Depuis la fin des années 1980, l’économie sociale développe des coopératives et des OBNL marchands. En préparant cette édition, nous nous demandions quel pouvait être le bilan de cette activité entrepreneuriale.

Nous nous posions des questions. Par exemple, combien s’est-il créé de coops et d’OBNL marchands, ces dernières années ? La montée fulgurante du nombre d’OBNL a-t-elle influencé l’aide apportée au développement coopératif et son financement ? Qu’est-ce qui motive les choix juridiques et fiscaux des promoteurs de projets ? La prise de décision démocratique ? …le financement étatique ? De plus, les professionnels du développement ont-ils une influence sur les projets coopératifs ?

Nous fournissons des réponses dans cette édition de Coopoint… et d’autres questions ! Nous nous y attendions, sachant que le travail des journalistes en soulèverait de nouvelles. Le débat est donc engagé : « Coop ou OBNL ? »

Sans grande surprise, pour les financiers, cette question ne semble pas pertinente. Pour ces derniers, dans chaque projet, seuls l’intérêt et le niveau de risque comptent. Ils financent les uns comme les autres, confirment les statistiques que nous avons recueillies. Malgré tout, certains craignent que la question divise le milieu de l’économie sociale.

Par contre, pour les entrepreneurs et les coopérateurs, la question est pertinente, et la réponse a des conséquences fiscales, financières, administratives et… identitaires ! Pour les professionnels aussi, car le modèle d’affaires doit correspondre aux valeurs des entrepreneurs.

Contrairement aux sociétés à capital-actions (qui sont des associations de capitaux), les coopératives et OBNL marchands sont des associations de personnes. Le profit n’est pas finalité. Elles partagent des valeurs communes, mais… sont malgré tout très différentes.

La coopérative est fondée sur les concepts de propriétaire-usager et de liens d’usages. La loi oblige au respect de règles d’actions coopératives. Pour preuve d’authenticité, on exige d’elle une participation réelle de ses membres à la propriété, à l’administration et aux résultats.
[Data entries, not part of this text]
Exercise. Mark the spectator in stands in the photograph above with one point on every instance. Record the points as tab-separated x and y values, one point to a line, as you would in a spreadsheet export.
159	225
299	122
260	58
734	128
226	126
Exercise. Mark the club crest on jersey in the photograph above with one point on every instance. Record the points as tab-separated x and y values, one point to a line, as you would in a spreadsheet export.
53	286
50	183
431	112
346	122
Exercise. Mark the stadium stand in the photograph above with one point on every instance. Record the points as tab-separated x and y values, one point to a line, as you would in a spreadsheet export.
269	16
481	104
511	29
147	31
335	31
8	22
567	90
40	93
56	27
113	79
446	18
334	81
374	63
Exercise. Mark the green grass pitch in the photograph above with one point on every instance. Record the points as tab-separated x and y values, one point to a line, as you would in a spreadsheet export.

L’OBNL marchand est constitué en vertu du droit corporatif… Ses membres ne sont pas des propriétaires et, sur le plan de la gouvernance, contrairement aux coops, la formule ne procure aucun encadrement pour la participation des membres — tout particulièrement celle des salariés. Il leur est interdit de se partager les excédents ou le trop-perçu, une disposition qui peut être librement consentie dans une coopérative.

Dans le présent numéro de Coopoint, nous rapportons des positions opposées sur le sujet. On ne saurait nous reprocher de nourrir le débat. Mais, selon nous, la coopérative, qu’elle soit à but ou sans but lucratif, est le véhicule le plus approprié pour entreprendre quelque chose collectivement.